A Câmara Municipal de João Monlevade aprovou na quarta-feira (20), por unanimidade, o acordo coletivo para reajuste dos servidores municipais. A pedido da vereadora Maria do Sagrado (PT), líder do governo, todas as votações necessárias no Legislativo aconteceram na mesma tarde, sem a necessidade de um intervalo de uma semana. Agora, o acordo segue para sanção do prefeito, Laércio Ribeiro (PT), para que o pagamento seja efetuado de forma retroativa a março, data-base dos funcionários municipais.
Conforme anunciado, os servidores públicos de João Monlevade aprovaram um acordo salarial que garante um reajuste linear de 6% nos salários, retroativo ao mês de março. A medida também eleva o vale-alimentação para R$725,00 e o retorno de férias para R$1.376,00. O acordo foi aprovado em assembleia do Sintramon e confirmado pela Câmara Municipal.
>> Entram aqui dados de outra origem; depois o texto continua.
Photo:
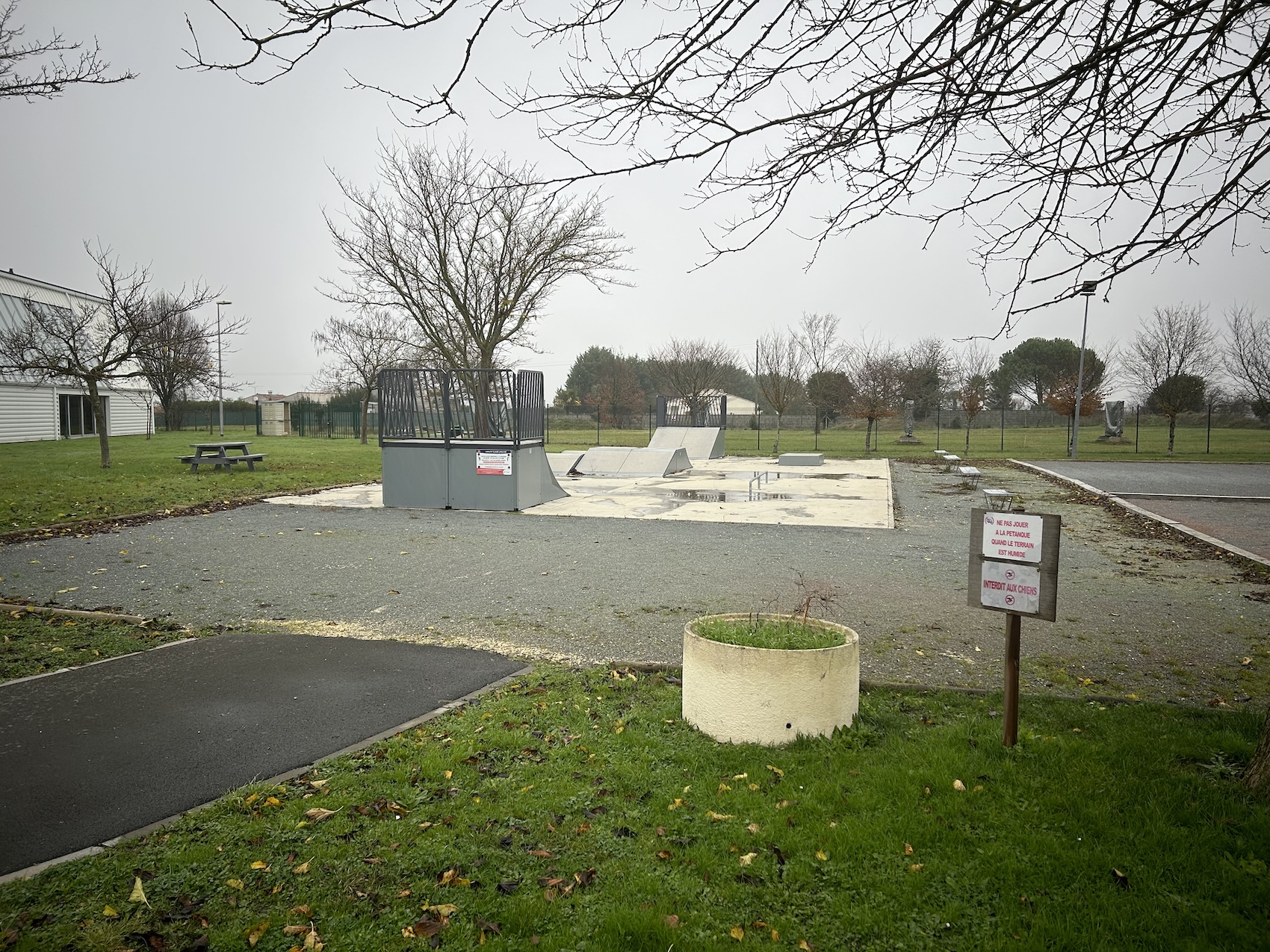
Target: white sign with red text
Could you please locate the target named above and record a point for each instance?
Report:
(1012, 536)
(1016, 588)
(493, 462)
Alguns integrantes do Sindicato dos Trabalhadores do Serviço Público Municipal de João Monlevade (Sintramon) acompanharam a votação na sessão da Câmara, incluindo a sua vice-presidente, Isaura Bicalho, que representou a presidente da entidade, Letícia Gouveia. A sindicalista apontou os ganhos obtidos pelo funcionalismo com o acordo coletivo: “6% [de reajuste nos salários], com ganho real. E o vale-alimentação com ganho real, e o retorno de férias também com ganho real. Então a gente considera que o acordo foi bom, foi bem debatido, foi aprovado em assembleia antes de trazer pra cá a redação final”.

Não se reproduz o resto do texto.